4

As per title, I have a replicaSet with 1 primary, 1 secondary and 1 arbiter, I restored a big DB in the primary and it is a much faster instance than the secondary. Now the secondary is lagging a lot (hours) and it's in recovery status since hours. Can I do something? Can I know the recovery progress?

michelem
  • 14,430
  • 5
  • 50
  • 66
  • http://stackoverflow.com/questions/19675117/mongodb-how-to-check-secondary-is-synced-now-or-not/19862521#19862521 – zero323 Apr 25 '15 at 10:49
  • 1
    As a side note: Having replica set members which have a vast difference in their performance is a Very Bad Idea™. There will be a point of usage at which the replication to the slower member will start to fall behind and won't have the chance to catch up, assuming the usage stays the same. Always have data bearing replica set members which roughly have the same performance. The best is to have exact duplicates. – Markus W Mahlberg Apr 25 '15 at 11:05

1 Answers1

1

I'll answer your second question first. "Can I know the recovery progress?" Yes, you may connect to the replica set primary and execute the rs.status() command to see the status of each member in the RS. Refere to the stateStr field of the output which will denote the friendly name of the status code. This is indicative of the progress of the recovery.
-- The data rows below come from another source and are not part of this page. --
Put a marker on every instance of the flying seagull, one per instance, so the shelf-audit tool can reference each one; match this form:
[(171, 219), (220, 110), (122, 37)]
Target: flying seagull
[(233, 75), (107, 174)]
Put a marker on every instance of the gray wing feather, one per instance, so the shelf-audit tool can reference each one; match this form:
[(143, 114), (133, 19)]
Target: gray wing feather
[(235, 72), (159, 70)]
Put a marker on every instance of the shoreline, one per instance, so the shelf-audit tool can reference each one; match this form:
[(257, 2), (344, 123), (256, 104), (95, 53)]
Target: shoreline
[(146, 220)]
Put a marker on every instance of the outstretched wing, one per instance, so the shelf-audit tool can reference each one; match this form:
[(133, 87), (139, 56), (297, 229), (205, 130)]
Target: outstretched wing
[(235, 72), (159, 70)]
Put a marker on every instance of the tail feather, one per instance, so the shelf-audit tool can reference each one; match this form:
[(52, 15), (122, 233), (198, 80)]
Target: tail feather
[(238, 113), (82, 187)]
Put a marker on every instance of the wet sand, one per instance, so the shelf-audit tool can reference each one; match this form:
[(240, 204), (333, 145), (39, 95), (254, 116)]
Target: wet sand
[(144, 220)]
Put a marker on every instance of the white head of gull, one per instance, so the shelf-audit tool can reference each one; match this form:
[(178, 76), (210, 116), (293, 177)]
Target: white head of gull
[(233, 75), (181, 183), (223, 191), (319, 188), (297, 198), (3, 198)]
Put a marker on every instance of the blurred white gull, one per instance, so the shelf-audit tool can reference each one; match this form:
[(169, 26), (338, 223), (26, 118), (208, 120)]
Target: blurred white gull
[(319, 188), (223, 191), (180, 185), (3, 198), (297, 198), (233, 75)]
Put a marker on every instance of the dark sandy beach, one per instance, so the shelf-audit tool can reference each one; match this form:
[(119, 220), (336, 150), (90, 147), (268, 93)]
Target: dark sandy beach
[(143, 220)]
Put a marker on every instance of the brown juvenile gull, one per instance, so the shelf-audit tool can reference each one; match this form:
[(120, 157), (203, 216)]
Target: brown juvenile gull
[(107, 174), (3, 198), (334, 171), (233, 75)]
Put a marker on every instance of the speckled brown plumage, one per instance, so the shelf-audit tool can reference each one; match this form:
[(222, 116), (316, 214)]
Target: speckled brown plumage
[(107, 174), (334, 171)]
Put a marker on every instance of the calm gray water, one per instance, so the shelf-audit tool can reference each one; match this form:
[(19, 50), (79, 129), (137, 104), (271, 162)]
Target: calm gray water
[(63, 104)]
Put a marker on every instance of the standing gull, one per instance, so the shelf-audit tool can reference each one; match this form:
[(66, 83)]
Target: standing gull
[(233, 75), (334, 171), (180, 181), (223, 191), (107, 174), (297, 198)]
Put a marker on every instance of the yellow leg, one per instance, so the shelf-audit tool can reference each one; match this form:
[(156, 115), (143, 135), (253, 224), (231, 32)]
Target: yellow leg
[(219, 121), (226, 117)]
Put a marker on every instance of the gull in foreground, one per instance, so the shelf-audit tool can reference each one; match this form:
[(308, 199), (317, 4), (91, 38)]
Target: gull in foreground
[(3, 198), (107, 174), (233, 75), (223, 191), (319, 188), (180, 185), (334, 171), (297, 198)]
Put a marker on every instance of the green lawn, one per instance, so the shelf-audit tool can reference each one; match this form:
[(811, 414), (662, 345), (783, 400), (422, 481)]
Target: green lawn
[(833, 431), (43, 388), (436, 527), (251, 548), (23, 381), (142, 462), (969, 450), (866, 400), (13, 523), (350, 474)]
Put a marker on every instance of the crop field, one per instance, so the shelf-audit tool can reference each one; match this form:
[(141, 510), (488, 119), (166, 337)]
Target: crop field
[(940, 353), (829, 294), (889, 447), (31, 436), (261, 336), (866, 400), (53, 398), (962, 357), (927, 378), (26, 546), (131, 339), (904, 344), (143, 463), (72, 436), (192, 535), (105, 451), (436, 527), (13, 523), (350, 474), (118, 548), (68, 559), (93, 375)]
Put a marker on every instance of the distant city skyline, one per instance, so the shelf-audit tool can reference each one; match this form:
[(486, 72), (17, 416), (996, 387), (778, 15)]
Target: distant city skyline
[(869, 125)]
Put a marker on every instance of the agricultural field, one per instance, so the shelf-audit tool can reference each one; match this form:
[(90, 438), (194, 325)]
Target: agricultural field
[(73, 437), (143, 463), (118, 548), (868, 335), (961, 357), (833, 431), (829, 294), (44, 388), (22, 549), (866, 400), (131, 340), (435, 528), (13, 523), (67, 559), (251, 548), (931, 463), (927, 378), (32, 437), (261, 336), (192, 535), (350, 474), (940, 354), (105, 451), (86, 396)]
In your title however you asked if you can know when it will end. That's a lot harder. There is no way to know "exactly" when a secondary will finish syncing with another member.

Regarding "Can I do something?"; yes but nothing will give you an exact answer to your desire to know when the replication will end. Refer to the rs.status() output and specifically check the optime field and compare it for the secondary member and the member to which it is synchronizing which in your case is the primary. This will only provide "some" insight into how far apart the two servers are apart. However, this alone is not very exact and other factors can affect the actual time it will take to catch up. It will not tell you it will be done at a particular time.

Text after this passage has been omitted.